Despite having a mother who was an art teacher, I'd say I'm more of a writer. I had the good fortune of having parents who forced me to read very early. I distinctly remember being the only kid in Kindergarten who could read actual books. I also had some tremendous English teachers over the years. Additionally, there was a bit of artistic crossover in there because of how I visualize things in my mind. If I see a word once, I'll remember how to spell it for the rest of my life. I utterly dominated UIL spelling back in the day to the point where other competitors freaking hated me. I could spell better than kids who were much smarter than I was. They knew it just as well as I did, so they were bemused to the point that I actually felt guilty about beating them. Ironically enough, the only real limiting factor as a speller was my horrific handwriting. Most words I "missed" were actually spelled correctly but just weren't written legibly, which made me appear even more of an idiot savant. As an adult, I'd still say I write above my intelligence. The strong core of people pushing me to excel grammatically made for a strong writing foundation. I don't take too much credit for it, as there's a difference between being well-educated enough to write well and being a truly creative, brilliant writer. I'm more of the former than the latter if I'm being honest with myself.

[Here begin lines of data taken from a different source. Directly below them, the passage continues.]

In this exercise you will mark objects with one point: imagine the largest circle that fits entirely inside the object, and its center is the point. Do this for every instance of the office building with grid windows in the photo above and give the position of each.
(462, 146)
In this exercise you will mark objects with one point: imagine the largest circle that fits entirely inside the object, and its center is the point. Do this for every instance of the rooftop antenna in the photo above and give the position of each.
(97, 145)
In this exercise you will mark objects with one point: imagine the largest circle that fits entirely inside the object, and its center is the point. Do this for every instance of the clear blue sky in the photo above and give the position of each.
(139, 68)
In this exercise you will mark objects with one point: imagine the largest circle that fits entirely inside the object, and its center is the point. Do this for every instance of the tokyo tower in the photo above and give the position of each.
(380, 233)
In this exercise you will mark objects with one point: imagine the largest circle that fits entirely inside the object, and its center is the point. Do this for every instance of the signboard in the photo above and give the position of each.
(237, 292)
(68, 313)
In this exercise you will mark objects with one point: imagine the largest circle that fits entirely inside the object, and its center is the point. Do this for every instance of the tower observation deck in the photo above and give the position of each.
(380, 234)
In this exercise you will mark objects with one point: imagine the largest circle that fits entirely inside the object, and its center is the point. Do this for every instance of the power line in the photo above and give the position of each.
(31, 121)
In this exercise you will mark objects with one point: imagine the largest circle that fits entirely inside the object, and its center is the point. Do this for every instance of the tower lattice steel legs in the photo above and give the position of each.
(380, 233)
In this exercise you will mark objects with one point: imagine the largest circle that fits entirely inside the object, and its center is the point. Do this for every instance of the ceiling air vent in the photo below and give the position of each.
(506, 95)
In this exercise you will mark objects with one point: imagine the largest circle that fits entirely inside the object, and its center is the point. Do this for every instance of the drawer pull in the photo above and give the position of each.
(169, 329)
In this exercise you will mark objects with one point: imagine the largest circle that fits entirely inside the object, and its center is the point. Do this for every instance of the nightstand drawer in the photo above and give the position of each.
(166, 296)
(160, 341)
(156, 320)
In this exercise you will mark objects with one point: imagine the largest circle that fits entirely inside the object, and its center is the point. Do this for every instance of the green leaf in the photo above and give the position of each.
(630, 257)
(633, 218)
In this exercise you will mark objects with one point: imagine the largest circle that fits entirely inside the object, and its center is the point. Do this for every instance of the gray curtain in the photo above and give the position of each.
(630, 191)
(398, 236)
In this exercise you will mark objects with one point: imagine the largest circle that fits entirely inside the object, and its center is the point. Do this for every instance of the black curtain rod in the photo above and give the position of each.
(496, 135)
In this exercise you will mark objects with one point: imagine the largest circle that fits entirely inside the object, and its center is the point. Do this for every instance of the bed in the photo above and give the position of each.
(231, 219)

I was a good, but not great artist. I've got creativity in spades due to a tenuous grip on sanity from a billion things randomly bouncing around upstairs. My actual drawing/painting, though, was never anything special. I placed in some art competitions in my youth, but hit my own self-imposed glass ceiling and moved on. Still, I really believe I could have been a brilliant film director, and should have focused more energy to that end. I'm a terrific photographer, largely because I do have an eye for it. This is going to sound fairly arrogant/ridiculous, but much of what I imagine in my head is truly beautiful to the point that I feel like I'm depriving the world of it. I've not been particularly exceptional at much, but I think I could have here. I've dreamed up full-length films that I'm completely convinced would be masterful, down to how I'd want every scene to look, what dialogue to use, what score I'd pair with it, etc., etc. When directors absolutely nail it (see: the greatest scene ever put on film), it affects me in a deep and meaningful way because someone else managed to make a scene in a way that I feel like I would have. I may well have missed my calling, and if I had it to do all over again, I'd surely try that path. Sadly, it's too late now. I don't have the time to pursue it in the "all in" that way I would, and as a husband, I can't just drop everything and be a burden on the wife while I chased a dream. I try not to live my life with regrets, but this will be chief among them on my deathbed. I'll move on because this is getting to be a downer.
In reality, I do some coding/web design to where I use some writing/artistic skill, so it's not a total loss. I get to somewhat scratch that itch. I also did some sportswriting in college and was good at it to the point that I would be doing it professionally for an NFL team had my college degree been in the field. (After multiple interviews, it came down to another candidate and myself, and they straight-up told me that the group I would have worked for pushed to hire me, but upper management demanded the other guy because he had an educational background in media. Oh well.) I can count that pursuit as mostly completed to a satisfactory level, and I'm honestly not sure I would have been all that happy dealing with some of the bullshit inherent to media anyway. I digress. This is an interesting question and thread, if the few paragraphs in which I've poured out my heart a bit and related some personal stories and feelings wasn't indicative enough. There's definitely some overlap in quality writing/artistry if you ask me, and the greats at either have my utmost respect. As for this thread, thanks for making me reflect a bit today, and for anyone who actually reads all this, thanks for listening to my cathartic rambling.